Douglas County farmers are having a tough time keeping their heads above the soil.
If the weather doesn't give them a hard time, the prices they're paid for their crops will.
"None of the farm prices are very good," said Bill Wood, agricultural agent for Kansas State University's Research and Extension office in Douglas County. "You need a very good crop yield to make up for a poor price."
Prices aside, area farmers last year had mixed results from their crops. Last summer's dry weather and three-digit temperatures took their toll, especially on soybeans, he said.
The favorite crops in Douglas County are corn and soybeans, he said.
"The soybeans were very disappointing," Wood said. "There were some fields that didn't even get harvested. The southern part of the county was hit even harder than those north of the (Kansas) river."
Most of the soybean fields produced less than 40 bushels per acre most considerably less, Wood said. On a good year, production could be as high as 50 or 60 bushels per acre, he said.
The corn, however, surprised local farmers, Wood said.
"It turned out better than we thought," he said.
North of the river saw the best corn crops, with fields producing about 140 bushels per acre, which is considered good, Wood said. South of the river it seemed to average about 60 bushels per acre.
This winter, Douglas County saw more snow and colder temperatures than it had in several years. None of the county's main crops are in the ground this time of year so the weather won't have a negative effect. In fact, Wood thinks it could be positive for the upcoming crop season.
"At least our ponds are full, or most of them, anyway," he said. "The topsoil also has water. When you start the year with a full profile of water it gives you some hope. That will get you into June and July and we should have some spring rains on top of that."
The frigid temperatures should help the soil, too, Wood said. The freezing and thawing of the soil helps to loosen it up, allowing moisture to seep in and making it easier for plant roots to spread, he said.
Government prices crucial
Mike Wintermantel's family has been farming in Douglas County since the 1860s. Yet he wouldn't be farming, himself, if not for the help of government price supports.
"If it wasn't for the government, I'd be working in town somewhere," he said.
Last year's prices for soybeans averaged about $4.50 per bushel, Wintermantel said. Government price supports pushed it up to $5.14. He said the ideal price for soybeans, however, would be $7.
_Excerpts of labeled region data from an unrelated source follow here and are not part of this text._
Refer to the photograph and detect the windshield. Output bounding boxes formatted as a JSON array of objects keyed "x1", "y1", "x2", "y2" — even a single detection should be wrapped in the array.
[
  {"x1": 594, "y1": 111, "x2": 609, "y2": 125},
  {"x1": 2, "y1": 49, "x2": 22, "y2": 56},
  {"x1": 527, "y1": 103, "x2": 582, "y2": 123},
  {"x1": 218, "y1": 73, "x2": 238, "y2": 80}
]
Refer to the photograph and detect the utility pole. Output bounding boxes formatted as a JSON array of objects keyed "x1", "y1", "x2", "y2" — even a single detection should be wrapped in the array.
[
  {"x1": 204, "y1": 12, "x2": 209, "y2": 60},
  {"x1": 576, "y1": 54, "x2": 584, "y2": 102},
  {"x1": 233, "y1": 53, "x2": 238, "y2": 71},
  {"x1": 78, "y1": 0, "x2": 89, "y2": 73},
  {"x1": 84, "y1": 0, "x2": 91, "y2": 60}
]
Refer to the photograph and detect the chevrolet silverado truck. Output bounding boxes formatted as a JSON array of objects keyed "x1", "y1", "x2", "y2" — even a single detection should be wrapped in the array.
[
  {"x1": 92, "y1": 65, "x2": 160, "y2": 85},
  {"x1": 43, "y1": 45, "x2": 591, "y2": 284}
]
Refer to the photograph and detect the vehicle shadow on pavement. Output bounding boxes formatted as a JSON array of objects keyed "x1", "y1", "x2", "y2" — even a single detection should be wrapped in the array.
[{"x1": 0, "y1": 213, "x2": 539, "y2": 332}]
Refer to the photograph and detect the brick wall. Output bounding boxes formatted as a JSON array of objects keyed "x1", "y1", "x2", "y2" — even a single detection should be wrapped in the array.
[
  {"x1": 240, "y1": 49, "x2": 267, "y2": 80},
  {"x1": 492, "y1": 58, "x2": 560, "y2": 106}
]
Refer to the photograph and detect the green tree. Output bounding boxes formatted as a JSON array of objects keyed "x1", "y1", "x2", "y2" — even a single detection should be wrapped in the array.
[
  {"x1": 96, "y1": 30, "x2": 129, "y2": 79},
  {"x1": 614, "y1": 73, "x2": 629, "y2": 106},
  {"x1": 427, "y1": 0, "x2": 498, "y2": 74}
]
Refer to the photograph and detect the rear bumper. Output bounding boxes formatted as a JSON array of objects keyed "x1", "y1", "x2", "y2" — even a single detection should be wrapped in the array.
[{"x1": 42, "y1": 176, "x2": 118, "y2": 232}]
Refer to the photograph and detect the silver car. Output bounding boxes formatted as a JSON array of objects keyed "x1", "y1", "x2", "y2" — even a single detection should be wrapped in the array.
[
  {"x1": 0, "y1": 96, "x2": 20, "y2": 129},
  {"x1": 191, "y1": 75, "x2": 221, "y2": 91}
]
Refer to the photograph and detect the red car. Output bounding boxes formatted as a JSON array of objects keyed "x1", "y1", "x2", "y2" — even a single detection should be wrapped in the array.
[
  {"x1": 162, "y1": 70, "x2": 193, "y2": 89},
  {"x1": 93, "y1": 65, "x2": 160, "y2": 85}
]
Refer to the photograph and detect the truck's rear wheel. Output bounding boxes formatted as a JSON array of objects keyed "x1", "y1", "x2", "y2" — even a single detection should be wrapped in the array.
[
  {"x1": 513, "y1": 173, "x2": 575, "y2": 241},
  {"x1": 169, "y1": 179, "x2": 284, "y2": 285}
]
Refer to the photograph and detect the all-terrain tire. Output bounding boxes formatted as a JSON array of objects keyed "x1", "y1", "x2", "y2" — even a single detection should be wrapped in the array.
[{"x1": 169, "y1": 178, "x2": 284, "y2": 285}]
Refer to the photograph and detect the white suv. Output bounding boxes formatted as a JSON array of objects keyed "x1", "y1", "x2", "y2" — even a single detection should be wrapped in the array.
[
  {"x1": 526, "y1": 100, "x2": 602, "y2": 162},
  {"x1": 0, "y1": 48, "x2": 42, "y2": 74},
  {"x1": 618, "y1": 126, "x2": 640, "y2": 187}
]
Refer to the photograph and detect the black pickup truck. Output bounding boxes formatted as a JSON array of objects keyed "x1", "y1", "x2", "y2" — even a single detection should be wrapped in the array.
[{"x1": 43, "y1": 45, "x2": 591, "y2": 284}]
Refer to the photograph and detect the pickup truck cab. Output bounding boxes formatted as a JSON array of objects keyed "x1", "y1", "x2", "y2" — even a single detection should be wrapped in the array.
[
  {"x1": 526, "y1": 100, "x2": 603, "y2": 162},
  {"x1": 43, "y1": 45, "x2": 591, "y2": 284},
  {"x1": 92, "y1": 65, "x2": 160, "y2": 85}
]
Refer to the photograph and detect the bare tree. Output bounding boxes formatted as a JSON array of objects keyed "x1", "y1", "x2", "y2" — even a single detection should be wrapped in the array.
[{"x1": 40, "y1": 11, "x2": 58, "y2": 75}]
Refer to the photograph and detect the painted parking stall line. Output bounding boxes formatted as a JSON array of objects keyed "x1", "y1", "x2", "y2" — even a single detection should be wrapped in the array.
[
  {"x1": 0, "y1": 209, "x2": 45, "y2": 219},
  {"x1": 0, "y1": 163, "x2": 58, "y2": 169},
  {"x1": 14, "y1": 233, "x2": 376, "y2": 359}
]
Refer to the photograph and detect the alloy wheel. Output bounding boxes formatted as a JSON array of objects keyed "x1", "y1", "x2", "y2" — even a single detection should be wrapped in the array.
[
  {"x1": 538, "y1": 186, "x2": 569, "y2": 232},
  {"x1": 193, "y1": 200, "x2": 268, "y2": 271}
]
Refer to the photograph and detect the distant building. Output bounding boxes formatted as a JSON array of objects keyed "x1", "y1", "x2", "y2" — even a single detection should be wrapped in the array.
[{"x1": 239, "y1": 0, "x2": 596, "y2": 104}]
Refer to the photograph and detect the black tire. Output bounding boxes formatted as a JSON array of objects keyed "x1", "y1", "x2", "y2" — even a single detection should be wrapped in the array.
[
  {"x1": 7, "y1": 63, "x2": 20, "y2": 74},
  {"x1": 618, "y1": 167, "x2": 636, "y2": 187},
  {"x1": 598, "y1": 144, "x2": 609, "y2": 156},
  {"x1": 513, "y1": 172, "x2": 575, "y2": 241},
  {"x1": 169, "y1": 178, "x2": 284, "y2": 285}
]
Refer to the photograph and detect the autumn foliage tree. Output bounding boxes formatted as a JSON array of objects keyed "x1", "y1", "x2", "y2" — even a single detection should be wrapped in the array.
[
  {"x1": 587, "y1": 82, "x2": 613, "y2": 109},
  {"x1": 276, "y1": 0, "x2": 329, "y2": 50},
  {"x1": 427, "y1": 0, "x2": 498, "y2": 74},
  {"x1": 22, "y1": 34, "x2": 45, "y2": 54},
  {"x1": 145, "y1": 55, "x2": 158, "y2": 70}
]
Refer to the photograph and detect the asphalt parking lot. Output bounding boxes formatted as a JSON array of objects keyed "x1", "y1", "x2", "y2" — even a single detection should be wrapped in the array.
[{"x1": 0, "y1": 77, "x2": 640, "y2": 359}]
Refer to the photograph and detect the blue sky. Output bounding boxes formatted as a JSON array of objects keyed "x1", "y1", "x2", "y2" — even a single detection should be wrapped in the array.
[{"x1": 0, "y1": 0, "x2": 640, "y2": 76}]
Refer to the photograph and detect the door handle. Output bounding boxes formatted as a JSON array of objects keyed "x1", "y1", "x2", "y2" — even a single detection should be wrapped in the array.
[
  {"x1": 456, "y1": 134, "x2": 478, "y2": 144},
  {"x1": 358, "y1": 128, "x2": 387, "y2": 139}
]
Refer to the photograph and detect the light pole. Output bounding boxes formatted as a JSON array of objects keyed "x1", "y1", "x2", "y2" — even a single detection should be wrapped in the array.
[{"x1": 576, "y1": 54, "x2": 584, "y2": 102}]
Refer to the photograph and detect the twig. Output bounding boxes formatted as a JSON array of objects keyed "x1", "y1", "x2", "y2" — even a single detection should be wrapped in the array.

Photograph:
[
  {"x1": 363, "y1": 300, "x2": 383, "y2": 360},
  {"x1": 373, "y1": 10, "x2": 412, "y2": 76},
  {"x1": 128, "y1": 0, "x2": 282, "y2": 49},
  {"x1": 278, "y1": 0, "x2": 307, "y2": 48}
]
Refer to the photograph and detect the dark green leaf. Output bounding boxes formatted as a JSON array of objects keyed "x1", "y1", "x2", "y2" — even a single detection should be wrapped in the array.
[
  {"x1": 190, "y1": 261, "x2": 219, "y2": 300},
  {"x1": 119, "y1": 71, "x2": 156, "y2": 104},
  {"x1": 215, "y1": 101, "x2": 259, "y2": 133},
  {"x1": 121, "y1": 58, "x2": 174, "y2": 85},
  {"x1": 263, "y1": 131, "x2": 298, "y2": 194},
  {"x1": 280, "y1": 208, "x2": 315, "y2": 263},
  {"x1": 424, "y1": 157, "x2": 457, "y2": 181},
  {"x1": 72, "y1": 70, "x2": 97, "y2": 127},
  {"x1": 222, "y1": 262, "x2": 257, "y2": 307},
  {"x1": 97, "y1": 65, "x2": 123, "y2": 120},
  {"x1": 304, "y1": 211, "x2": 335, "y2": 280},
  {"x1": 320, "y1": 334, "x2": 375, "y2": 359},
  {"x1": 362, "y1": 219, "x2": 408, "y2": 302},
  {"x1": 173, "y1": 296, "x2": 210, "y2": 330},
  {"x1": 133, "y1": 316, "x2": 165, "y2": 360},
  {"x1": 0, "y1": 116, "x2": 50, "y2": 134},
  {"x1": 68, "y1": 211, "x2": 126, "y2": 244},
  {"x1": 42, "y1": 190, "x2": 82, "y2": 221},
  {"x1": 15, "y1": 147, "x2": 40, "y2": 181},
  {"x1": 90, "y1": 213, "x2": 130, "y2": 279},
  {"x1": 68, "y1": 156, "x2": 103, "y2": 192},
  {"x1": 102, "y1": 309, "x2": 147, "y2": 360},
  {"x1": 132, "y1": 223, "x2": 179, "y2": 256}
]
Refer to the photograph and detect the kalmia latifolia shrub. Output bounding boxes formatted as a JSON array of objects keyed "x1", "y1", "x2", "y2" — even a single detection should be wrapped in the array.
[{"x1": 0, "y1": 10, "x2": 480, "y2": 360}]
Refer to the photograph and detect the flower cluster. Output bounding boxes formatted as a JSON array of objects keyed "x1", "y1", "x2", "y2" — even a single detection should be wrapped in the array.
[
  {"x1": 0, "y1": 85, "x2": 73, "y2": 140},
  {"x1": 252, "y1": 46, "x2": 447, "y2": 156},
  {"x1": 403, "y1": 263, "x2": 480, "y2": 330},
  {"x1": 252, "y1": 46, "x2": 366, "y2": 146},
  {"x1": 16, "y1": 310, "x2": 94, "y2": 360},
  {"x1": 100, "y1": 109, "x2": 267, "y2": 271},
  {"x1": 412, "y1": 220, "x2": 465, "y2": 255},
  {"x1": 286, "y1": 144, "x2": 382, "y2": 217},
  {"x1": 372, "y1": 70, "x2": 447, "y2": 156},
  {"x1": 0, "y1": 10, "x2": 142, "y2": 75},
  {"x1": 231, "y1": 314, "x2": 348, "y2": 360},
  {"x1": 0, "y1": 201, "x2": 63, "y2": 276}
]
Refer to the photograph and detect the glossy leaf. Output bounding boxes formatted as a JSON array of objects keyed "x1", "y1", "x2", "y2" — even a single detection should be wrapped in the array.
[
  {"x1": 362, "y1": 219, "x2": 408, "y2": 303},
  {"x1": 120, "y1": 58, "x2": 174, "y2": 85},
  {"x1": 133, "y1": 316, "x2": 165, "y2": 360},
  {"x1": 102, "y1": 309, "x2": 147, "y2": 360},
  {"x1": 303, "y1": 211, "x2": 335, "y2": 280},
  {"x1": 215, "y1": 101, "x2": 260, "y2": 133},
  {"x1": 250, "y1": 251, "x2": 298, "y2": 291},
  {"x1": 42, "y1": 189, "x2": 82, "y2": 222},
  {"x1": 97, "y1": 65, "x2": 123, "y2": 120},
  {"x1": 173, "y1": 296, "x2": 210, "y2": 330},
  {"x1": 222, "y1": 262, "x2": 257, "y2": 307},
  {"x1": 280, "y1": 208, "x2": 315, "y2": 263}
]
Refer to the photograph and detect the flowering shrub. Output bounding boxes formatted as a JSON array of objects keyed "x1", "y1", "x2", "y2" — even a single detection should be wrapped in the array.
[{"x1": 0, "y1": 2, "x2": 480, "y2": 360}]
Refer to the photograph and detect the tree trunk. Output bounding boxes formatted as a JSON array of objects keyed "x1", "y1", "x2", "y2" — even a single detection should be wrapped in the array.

Wintermantel has already stopped tilling his crop land, near 413 E. 1100 Road, something that was once a common procedure for farmers. Future government money to farmers will hinge on not tilling the ground because it is environmentally sound, he said. It also saves the farmer some money.
Wintermantel may be the last farmer in his family.
"My kids won't be farmers," he said. "There's not much of a future for farming in Douglas County."
Some area farmers, such as Pat Ross, practice untraditional as well as traditional approaches to farming. For 20 years Ross and his family have been involved in "truck gardening." They produce sweet corn, green tomatoes, zucchinis and other vegetables. They also grow some of traditional farm crops, such as soybeans, on their 3,500-acre farm.
Both Ross and Wood think the future of Douglas County farming may be truck gardening, so named because farmers "truck" their produce to stores or farmer's markets for sale.
The Ross family operates its own market, called Bismarck Gardens, on a farm at 1616 N. 1700 Road. People in urban areas are more willing to pay slightly higher prices for produce that is direct from the farm, Ross said.
"We're fortunate that we're in the area of the state that's a little more urban," he said.
Woods said urbanization is affecting local farming in other ways as well. More traffic on area roads makes it more difficult for farmers to move their machinery.
And developers offer farmers more money for their land than they could ever hope to make producing corn, he said.
"As older people retire their land will be scooped up by people planting houses," Wood said.